Only CUDA-enabled NVIDIA GPU hardware is supported

Cloudera Data Science Workbench only supports CUDA-enabled NVIDIA GPU cards.

Heterogeneous GPU hardware is not supported

You must use the same GPU hardware across a single Cloudera Data Science Workbench deployment.

GPU image for CDSW does not work with TensorFlow

The LD_LIBRARY_PATH environment variable is not set properly in the technical preview GPU image (docker.repository.cloudera.com/cdsw/cuda-engine:10) which is needed for the TensorFlow framework to work.

Workaround: To use the technical preview GPU image (docker.repository.cloudera.com/cdsw/cuda-engine:10) with TensorFlow:
  1. Install TensorFlow by running the following command:
    pip3 install tensorflow
  2. Add the following to the LD_LIBRARY_PATH environment variable:
    LD_LIBRARY_PATH=/usr/local/cuda/lib64:/usr/local/cuda/lib:/usr/lib/hadoop/lib/native

Jobs

  • When you start a job that has a dependent job, CDSW does not log the job start event for the dependent job in the user_events table.

    Cloudera Bug: DSE-11855

  • Cloudera Data Science Workbench does not support changing your API key, or having multiple API keys.

  • Currently, you cannot use the Jobs API to create a job, stop a job, or get the status of a job.

Models

  • Known Issues with Model Builds and Deployed Models
    • (If quotas are enabled) Models that are stuck in the Scheduled state due to lack of resources do not automatically start even if you free up existing resources.

      Workaround: Stop the Model that is stuck in the Scheduled state.
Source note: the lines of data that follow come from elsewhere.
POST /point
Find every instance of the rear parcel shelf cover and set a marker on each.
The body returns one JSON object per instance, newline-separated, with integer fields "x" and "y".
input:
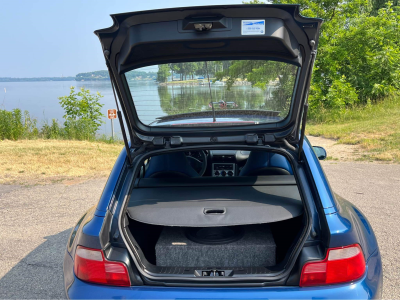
{"x": 214, "y": 206}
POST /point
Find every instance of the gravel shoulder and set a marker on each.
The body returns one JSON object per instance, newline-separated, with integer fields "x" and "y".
{"x": 37, "y": 220}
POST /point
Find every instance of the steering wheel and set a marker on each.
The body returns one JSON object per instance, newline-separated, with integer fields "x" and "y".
{"x": 199, "y": 166}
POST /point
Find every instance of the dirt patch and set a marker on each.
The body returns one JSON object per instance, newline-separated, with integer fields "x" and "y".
{"x": 336, "y": 151}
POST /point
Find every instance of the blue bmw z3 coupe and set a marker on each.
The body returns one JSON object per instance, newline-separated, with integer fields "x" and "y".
{"x": 217, "y": 192}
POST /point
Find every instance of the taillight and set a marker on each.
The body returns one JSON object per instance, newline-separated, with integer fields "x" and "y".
{"x": 90, "y": 265}
{"x": 340, "y": 265}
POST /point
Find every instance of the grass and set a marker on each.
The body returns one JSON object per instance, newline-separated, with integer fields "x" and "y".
{"x": 375, "y": 128}
{"x": 45, "y": 161}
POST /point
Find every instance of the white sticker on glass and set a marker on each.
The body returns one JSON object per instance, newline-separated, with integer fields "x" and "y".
{"x": 253, "y": 27}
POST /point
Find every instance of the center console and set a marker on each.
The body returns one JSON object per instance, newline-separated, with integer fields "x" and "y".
{"x": 223, "y": 169}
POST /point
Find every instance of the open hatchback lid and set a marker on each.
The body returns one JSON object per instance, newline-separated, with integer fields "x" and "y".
{"x": 212, "y": 73}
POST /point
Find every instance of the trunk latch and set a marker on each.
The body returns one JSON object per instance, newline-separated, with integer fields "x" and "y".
{"x": 212, "y": 273}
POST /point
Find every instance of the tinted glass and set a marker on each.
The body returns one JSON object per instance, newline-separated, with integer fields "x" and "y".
{"x": 213, "y": 93}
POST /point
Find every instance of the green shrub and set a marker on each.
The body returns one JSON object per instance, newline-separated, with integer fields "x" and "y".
{"x": 83, "y": 115}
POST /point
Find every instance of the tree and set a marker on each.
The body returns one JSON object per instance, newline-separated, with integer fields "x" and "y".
{"x": 358, "y": 54}
{"x": 82, "y": 113}
{"x": 163, "y": 73}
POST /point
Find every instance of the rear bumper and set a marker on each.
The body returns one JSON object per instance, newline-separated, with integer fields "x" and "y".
{"x": 368, "y": 287}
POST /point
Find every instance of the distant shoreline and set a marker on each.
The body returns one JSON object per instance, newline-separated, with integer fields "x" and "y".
{"x": 36, "y": 79}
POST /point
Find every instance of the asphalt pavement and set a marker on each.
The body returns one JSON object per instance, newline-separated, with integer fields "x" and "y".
{"x": 36, "y": 222}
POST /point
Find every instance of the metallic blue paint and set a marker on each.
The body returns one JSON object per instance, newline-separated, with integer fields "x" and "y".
{"x": 368, "y": 287}
{"x": 347, "y": 225}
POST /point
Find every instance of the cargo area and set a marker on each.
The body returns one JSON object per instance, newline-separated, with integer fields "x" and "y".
{"x": 210, "y": 226}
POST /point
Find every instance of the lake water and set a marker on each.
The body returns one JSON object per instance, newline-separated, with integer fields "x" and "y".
{"x": 41, "y": 98}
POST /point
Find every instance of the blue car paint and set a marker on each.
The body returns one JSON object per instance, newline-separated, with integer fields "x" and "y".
{"x": 368, "y": 287}
{"x": 347, "y": 225}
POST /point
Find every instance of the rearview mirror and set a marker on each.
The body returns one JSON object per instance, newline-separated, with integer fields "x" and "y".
{"x": 319, "y": 152}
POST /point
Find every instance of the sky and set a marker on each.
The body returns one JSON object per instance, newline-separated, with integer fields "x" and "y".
{"x": 52, "y": 38}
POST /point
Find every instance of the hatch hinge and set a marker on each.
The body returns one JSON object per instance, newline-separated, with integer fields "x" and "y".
{"x": 121, "y": 123}
{"x": 305, "y": 107}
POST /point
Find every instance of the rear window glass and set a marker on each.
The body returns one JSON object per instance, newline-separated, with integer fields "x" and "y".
{"x": 213, "y": 93}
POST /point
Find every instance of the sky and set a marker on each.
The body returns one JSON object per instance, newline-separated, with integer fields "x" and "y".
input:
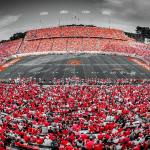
{"x": 24, "y": 15}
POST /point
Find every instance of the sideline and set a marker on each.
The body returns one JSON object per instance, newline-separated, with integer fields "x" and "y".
{"x": 6, "y": 65}
{"x": 141, "y": 63}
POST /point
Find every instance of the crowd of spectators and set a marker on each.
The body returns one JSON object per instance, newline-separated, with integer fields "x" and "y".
{"x": 75, "y": 114}
{"x": 9, "y": 48}
{"x": 74, "y": 31}
{"x": 75, "y": 39}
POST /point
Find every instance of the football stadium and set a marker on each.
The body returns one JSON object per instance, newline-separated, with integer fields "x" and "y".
{"x": 74, "y": 87}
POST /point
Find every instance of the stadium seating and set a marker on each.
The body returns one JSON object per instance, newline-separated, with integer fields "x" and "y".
{"x": 76, "y": 32}
{"x": 59, "y": 44}
{"x": 73, "y": 117}
{"x": 75, "y": 39}
{"x": 9, "y": 48}
{"x": 45, "y": 45}
{"x": 74, "y": 44}
{"x": 29, "y": 46}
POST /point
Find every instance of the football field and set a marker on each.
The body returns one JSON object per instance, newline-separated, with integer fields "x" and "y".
{"x": 81, "y": 65}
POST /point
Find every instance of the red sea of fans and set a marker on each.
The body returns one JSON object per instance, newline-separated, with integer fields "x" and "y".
{"x": 71, "y": 39}
{"x": 75, "y": 114}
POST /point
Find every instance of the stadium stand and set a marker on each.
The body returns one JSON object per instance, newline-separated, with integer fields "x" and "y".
{"x": 9, "y": 48}
{"x": 74, "y": 44}
{"x": 29, "y": 46}
{"x": 93, "y": 114}
{"x": 59, "y": 44}
{"x": 75, "y": 39}
{"x": 76, "y": 32}
{"x": 45, "y": 45}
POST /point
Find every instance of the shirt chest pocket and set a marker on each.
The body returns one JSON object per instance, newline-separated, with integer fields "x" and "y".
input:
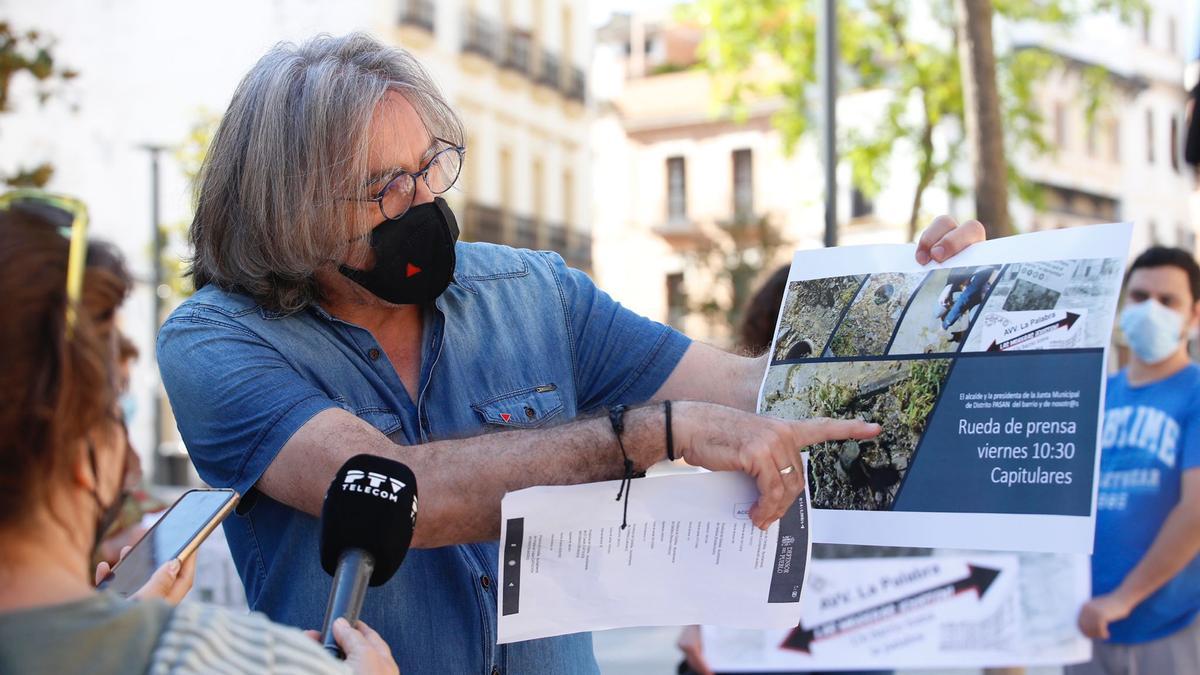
{"x": 382, "y": 418}
{"x": 523, "y": 408}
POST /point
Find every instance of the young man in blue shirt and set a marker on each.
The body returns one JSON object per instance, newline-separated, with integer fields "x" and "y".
{"x": 1145, "y": 571}
{"x": 337, "y": 314}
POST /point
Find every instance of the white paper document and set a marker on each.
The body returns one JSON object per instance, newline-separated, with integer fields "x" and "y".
{"x": 985, "y": 372}
{"x": 941, "y": 611}
{"x": 689, "y": 555}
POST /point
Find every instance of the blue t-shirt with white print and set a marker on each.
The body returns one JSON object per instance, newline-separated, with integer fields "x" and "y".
{"x": 1151, "y": 436}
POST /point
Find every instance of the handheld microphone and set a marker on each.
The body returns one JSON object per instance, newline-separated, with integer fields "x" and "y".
{"x": 366, "y": 526}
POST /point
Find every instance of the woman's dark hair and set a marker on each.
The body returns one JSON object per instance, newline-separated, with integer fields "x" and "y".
{"x": 54, "y": 389}
{"x": 759, "y": 321}
{"x": 1168, "y": 256}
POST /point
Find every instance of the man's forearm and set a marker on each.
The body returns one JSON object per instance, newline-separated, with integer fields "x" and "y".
{"x": 1176, "y": 544}
{"x": 707, "y": 374}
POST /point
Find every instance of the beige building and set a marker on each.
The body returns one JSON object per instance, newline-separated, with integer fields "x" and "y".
{"x": 515, "y": 71}
{"x": 1126, "y": 162}
{"x": 678, "y": 180}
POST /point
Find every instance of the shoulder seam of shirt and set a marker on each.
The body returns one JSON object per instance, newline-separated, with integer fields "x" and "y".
{"x": 547, "y": 260}
{"x": 641, "y": 368}
{"x": 196, "y": 317}
{"x": 258, "y": 440}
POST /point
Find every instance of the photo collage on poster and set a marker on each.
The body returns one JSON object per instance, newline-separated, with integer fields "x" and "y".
{"x": 883, "y": 347}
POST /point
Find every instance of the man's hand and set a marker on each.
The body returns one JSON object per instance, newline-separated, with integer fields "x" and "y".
{"x": 945, "y": 238}
{"x": 723, "y": 438}
{"x": 1102, "y": 610}
{"x": 169, "y": 583}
Then manually reschedule that Model.

      Cloudera Bug: DSE-6886

    • Unable to create a model with the name of a deleted Model.

      Workaround: For now, Models shall have unique names across the lifespan of the cluster installation.

      Cloudera Bug: DSE-4237

    • Re-deploying or re-building models results in model downtime (usually brief).

    • Model deployment will fail if your project filesystem is too large for the Git snapshot process. As a general rule, any project files (code, generated model artifacts, dependencies, etc.) larger than 50 MB must be part of your project's .gitignore file so that they are not included in snapshots for model builds.

    • Model builds will fail if your project filesystem includes a .git directory (likely hidden or nested). Typical build stage errors include:
      Error: 2 UNKNOWN: Unable to schedule build: [Unable to create a checkpoint of current source: [Unable to push sources to git server: ...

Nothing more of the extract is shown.